My 11:50 a.m. flight is a long one at six hours, but it worth it as the water and the acres of tall pines rolling from the water’s edge come into view during the descent.  Once on the ground at about 6:00 p.m., I have an amusing incident (amusing later, not at the time) at the rental car counter.  I get in the express line while others are lined up in the non-express line.  The one attendant working asks if I have an express card with me.  I tell him no, but that I have the number and it’s on my reservation.  He says that I have to get in the other line, adding in all seriousness that since I don’t have a card, I might not be telling the truth about being an express member!  He was a bit sheepish about it when it was finally my turn.  No harm done, except to my possible reputation among the other car renters!

Approaching Anchorage

I’m now on the road exploring Anchorage before heading north to tonight’s destination.  I stop by the Fred Meyer grocery store to stock up on food supplies for my hiking ventures.   I then grab a tasty bacon burger and onion rings at a Fodor’s recommended diner called Arctic Roadrunner.  Every condiment here packs a little heat, from the pickles to the variety of salsas.

The Arctic Roadrunner

Now it’s time to hit the road for Denali National Park.  Much research has gone into this part of the trip, in part because it is very different from any other national park that I know.  For instance, one can’t just drive into the park.  You can drive up to it, but you must make a reservation on a park bus to take you into the road accessible areas of the park’s six million acres.  Another unusual characteristic is that the park only has one marked hiking trail.  For the entire rest of the park, you’re on your own. 

I take Alaska State Route 1 north to Wasilla, AK, home of Sarah Palin.  I have to stop by the Wasilla Target for another supply item or two.  The thought does go through my head as I scan faces in the store that it’s not impossible that Ms.
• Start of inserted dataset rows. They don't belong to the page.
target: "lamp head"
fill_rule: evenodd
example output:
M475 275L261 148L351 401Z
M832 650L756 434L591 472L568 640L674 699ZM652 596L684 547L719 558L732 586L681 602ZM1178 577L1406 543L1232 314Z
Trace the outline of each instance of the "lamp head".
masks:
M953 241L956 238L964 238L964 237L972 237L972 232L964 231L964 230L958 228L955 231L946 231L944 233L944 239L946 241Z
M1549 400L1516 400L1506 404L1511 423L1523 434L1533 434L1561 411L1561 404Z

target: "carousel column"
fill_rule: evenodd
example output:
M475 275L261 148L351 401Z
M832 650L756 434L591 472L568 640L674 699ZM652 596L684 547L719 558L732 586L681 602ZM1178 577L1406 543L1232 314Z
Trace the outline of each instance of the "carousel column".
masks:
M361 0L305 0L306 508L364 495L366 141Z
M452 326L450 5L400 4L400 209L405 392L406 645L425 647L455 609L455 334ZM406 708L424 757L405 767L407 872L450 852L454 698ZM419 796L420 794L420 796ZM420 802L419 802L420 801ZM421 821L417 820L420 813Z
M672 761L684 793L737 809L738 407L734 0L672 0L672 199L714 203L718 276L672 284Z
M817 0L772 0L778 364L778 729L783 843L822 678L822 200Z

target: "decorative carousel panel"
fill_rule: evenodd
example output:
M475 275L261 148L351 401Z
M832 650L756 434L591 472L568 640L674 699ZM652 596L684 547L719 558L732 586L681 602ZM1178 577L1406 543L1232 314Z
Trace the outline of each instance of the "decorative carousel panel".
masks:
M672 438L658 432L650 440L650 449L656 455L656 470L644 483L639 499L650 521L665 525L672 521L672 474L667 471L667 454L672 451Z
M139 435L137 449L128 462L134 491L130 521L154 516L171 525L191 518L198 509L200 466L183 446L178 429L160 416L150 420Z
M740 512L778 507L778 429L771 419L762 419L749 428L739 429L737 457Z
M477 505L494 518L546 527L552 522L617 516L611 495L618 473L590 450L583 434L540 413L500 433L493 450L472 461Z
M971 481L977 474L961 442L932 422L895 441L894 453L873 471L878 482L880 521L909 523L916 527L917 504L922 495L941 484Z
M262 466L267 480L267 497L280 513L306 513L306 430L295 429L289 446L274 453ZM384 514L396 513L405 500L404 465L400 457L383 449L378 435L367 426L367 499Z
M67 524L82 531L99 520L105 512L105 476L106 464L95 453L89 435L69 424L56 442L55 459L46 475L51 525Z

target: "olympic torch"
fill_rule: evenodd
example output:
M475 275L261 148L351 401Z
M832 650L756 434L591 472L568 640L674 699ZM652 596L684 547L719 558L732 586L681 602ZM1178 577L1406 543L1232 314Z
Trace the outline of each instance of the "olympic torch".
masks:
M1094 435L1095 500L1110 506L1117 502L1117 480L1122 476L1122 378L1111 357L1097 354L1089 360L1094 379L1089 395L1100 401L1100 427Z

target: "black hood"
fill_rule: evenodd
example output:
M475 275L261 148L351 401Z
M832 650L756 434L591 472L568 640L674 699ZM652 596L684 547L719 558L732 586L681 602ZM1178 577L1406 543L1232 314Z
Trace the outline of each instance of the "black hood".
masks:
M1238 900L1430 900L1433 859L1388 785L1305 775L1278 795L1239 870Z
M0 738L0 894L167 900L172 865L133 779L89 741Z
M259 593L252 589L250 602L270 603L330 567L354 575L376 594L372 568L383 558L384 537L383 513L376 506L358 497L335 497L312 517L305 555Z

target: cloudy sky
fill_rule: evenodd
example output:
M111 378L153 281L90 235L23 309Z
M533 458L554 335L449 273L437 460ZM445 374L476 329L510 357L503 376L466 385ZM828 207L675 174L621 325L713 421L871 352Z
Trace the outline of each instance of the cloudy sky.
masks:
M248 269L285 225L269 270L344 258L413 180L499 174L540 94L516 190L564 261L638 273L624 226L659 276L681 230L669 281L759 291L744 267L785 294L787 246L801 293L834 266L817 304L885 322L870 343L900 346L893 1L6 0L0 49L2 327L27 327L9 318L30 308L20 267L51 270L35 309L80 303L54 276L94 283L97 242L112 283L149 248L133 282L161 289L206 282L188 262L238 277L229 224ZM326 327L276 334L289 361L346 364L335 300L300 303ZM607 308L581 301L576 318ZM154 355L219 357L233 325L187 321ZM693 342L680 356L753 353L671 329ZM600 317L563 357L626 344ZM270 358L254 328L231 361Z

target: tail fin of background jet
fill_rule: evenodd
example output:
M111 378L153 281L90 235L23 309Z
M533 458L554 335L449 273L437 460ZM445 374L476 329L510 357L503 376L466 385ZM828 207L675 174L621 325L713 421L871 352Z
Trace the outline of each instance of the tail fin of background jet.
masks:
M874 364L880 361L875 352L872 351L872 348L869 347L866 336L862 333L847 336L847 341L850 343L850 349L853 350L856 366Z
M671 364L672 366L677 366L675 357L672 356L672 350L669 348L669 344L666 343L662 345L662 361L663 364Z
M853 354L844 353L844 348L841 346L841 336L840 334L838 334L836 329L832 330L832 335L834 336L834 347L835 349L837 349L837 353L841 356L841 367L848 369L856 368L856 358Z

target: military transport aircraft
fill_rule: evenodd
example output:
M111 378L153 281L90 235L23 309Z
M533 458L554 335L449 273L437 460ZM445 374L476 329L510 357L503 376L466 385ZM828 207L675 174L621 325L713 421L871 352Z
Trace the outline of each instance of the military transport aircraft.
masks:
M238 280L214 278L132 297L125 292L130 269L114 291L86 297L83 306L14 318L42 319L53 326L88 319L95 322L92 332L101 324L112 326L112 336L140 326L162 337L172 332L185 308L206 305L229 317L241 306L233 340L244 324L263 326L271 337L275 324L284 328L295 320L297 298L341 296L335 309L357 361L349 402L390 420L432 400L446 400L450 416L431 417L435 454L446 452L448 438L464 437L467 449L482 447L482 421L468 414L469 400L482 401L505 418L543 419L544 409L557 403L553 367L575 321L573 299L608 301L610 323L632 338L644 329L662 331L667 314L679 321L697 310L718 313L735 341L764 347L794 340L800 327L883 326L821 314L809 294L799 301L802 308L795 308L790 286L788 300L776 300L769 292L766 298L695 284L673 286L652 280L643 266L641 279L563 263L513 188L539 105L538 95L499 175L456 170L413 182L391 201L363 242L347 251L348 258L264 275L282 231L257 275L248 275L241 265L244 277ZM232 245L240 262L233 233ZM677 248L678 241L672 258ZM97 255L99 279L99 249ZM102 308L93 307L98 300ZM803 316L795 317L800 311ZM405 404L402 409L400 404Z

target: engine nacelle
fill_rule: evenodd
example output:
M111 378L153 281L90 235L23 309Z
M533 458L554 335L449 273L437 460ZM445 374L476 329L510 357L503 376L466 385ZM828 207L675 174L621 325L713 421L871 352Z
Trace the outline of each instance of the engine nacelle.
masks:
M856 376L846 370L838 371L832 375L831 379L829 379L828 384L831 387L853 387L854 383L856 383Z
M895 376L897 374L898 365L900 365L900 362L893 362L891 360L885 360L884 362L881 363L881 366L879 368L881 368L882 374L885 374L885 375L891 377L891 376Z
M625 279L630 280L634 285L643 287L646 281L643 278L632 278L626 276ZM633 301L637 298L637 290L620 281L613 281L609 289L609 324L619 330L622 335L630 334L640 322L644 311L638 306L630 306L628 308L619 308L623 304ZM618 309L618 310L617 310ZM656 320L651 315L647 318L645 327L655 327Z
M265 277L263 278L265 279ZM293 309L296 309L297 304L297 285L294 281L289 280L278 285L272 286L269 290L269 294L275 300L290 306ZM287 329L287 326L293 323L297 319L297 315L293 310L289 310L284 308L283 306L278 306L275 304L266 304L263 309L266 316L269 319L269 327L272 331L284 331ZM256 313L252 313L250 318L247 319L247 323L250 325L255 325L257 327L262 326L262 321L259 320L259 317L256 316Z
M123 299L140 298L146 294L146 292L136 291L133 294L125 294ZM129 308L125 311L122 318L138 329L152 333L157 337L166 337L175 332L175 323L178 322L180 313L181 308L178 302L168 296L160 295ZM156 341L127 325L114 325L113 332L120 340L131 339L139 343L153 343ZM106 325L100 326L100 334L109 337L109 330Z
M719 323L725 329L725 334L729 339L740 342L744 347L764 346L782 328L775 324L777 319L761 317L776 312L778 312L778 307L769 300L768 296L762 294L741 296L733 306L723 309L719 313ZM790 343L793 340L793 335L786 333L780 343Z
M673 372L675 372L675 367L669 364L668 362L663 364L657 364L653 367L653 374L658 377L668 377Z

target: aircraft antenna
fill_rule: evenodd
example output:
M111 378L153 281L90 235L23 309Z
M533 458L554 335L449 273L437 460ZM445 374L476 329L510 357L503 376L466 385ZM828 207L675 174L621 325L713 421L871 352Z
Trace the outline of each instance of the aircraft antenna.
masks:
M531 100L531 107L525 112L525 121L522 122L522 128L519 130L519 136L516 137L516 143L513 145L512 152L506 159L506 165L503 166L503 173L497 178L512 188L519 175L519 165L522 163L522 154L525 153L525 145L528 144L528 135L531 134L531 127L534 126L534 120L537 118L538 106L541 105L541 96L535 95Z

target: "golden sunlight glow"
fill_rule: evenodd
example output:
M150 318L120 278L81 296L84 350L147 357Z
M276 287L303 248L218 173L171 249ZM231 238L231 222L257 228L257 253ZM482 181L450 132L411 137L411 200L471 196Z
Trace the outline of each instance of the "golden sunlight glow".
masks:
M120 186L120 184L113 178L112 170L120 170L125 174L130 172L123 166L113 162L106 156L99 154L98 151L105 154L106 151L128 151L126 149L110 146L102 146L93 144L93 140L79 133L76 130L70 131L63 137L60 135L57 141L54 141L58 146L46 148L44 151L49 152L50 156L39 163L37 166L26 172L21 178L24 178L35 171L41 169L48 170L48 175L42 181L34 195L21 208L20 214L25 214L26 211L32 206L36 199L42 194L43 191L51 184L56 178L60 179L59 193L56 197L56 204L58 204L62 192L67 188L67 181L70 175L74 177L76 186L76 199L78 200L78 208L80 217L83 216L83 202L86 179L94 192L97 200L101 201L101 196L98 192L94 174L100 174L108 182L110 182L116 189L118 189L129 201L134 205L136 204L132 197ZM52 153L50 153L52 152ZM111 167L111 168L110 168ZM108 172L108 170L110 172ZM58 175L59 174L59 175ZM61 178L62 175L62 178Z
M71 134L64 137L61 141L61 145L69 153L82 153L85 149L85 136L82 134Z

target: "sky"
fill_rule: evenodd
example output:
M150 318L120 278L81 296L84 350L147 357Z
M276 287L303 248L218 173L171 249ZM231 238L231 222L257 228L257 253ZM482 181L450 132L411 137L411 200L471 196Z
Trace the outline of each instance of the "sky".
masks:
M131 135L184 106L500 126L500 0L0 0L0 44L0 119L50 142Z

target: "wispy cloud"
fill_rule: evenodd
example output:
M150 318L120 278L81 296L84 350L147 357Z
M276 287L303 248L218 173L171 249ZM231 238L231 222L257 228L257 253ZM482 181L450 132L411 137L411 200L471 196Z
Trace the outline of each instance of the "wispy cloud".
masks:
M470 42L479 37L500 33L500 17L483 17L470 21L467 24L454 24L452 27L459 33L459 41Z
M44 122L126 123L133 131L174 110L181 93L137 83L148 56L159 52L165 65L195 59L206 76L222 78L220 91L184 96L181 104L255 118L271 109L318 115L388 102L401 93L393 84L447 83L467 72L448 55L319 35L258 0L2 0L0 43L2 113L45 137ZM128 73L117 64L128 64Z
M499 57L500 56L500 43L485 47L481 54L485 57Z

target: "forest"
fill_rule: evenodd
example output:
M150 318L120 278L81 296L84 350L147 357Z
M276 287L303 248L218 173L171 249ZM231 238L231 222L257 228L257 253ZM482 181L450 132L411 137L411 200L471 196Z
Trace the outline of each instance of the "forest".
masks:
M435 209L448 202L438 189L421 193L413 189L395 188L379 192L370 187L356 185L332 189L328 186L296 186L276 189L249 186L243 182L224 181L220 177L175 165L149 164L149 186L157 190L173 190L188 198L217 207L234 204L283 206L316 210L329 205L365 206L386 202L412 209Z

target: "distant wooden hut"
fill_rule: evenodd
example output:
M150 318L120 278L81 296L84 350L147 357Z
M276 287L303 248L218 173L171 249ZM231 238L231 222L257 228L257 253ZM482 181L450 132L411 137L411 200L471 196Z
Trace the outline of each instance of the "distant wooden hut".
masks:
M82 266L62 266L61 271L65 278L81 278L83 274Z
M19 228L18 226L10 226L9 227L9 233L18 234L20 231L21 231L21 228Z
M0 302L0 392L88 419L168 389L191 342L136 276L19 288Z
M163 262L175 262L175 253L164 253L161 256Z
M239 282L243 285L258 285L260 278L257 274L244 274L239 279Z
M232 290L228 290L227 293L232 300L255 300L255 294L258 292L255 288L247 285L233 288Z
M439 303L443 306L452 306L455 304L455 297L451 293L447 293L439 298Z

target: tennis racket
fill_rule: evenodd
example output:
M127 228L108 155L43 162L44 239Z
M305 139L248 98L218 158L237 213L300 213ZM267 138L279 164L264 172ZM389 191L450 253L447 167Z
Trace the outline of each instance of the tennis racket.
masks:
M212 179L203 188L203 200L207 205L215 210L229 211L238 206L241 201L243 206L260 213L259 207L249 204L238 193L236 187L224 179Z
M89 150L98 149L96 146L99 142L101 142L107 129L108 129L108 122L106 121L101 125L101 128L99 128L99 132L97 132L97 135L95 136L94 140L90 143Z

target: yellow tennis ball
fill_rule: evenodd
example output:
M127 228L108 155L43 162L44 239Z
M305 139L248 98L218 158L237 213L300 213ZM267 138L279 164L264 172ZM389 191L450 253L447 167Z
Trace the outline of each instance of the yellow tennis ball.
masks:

Palin or other Palin family members might be doing some shopping as well.  We don’t run into each other at Target.

From Wasilla, I turn onto Alaska State Route 3 north.  It will take me all the way to Denali.  It’s an interesting drive.  The feeling of entering one remote area that leads to another area that feels even more remote is giving me exactly the feeling I was hoping for.  It’s a sense of excitement, of discovery, of seeing something very special that few people get to see, the satisfaction of the extra work and commitment given to gain the privilege of seeing this. 

About halfway between Wasilla and Denali, I take a quick break at a country convenience store.  There are photographs on the wall of bears in the area.  They only stoke my wildlife fever.  There are two animals I am on a mission to see in the wild in Alaska: Grizzly Bears and Moose, two of the biggest, most majestic animals in North America.

I reach Denali River Cabins.  Sunset was just after 10:00 p.m.  It’s nearly midnight and there is still some twilight.  The sound of the Nenana River is one of power and one of calm all at the same time.  The cedar log cabin is perfect – small and simple with just what I need.  I’m almost too excited to get to sleep, but I better.  It’s a big day tomorrow with my first hike into Denali National Park.